For short term weight loss, maybe.
But that is not sustainable.
When you begin a successful bodybuilding routine, you need to feed those growing muscles and that means more calories.
A balance of protein, carbs and fats with phyto-nutrients coming in from a few servings of vegetables and fruits plus plenty of water is all you need.
No supplements, no meal replacement shakes, just good solid food.
Secondly, make sure your program allows plenty of time for rest and recovery.
Lifting weights causes micro-tears in the muscle fibers that need forty-eight hours or more to successfully heal.
It is during this healing process that they become bigger.
Then you can stress them some more for more recovery and more growth.
With these basics in place, you have the foundation of a successful bodybuilding routine.
Your entire outlook on life changes as well.
The state of your general health improves immeasurably.
You self-confidence will go through the roof.
Clothes will fit better.
You will glow with the knowledge that you and you alone, through discipline and hard work, chiseled a head-turning body out of the former you.
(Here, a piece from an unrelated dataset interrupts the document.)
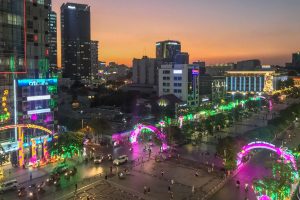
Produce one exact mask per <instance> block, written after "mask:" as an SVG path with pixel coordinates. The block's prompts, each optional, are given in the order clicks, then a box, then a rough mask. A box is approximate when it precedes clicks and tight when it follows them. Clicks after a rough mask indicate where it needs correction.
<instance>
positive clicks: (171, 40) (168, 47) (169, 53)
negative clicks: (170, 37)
mask: <svg viewBox="0 0 300 200" xmlns="http://www.w3.org/2000/svg"><path fill="white" fill-rule="evenodd" d="M180 52H181V44H180V42H178V41H174V40H165V41H161V42H157V43H156V58H157V59H159V60H161V61H163V62H164V63H172V62H173V63H174V62H175V57H176V55H177V54H178V53H180Z"/></svg>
Picking out a successful body building routine is often a stumbling block.
The wealth of information available, both good and bad, make it a chore just to sift through the mountain of books, late night TV ads, home gym equipment and professional gym memberships.
There is one question, however, which will whittle that pile down to the perfect plan for you.
That question is, "What is it you want to accomplish?" I'll tell you right off, most people don't give a question like this a second thought.
If you are struggling to fit into pants you never thought you'd ever fill, the answer should be, "To recover a general level of health so that I can then build muscle.
" Taking an accurate assessment of where you are right now will payoff down the line in fewer missed workout sessions, fewer injuries and faster development.
Walk before you run.
After that, where do you want to go?Chiseled muscles, washboard abs, get under 15% body fat?The more specific you can be answering these types of questions (which are just an extension of, "What do you want to accomplish?"), the more measurable your results will be and the better able you are to execute a successful bodybuilding routine.
The routine you choose needs to incorporate a solid nutritional plan.
It is a popular misconception that you need to reduce your calories when you work out.
For short term weight loss, maybe.
But that is not sustainable.
When you begin a successful bodybuilding routine, you need to feed those growing muscles and that means more calories.
A balance of protein, carbs and fats with phyto-nutrients coming in from a few servings of vegetables and fruits plus plenty of water is all you need.
No supplements, no meal replacement shakes, just good solid food.
Secondly, make sure your program allows plenty of time for rest and recovery.
Lifting weights causes micro-tears in the muscle fibers that need forty-eight hours or more to successfully heal.
It is during this healing process that they become bigger.
Then you can stress them some more for more recovery and more growth.
With these basics in place, you have the foundation of a successful bodybuilding routine.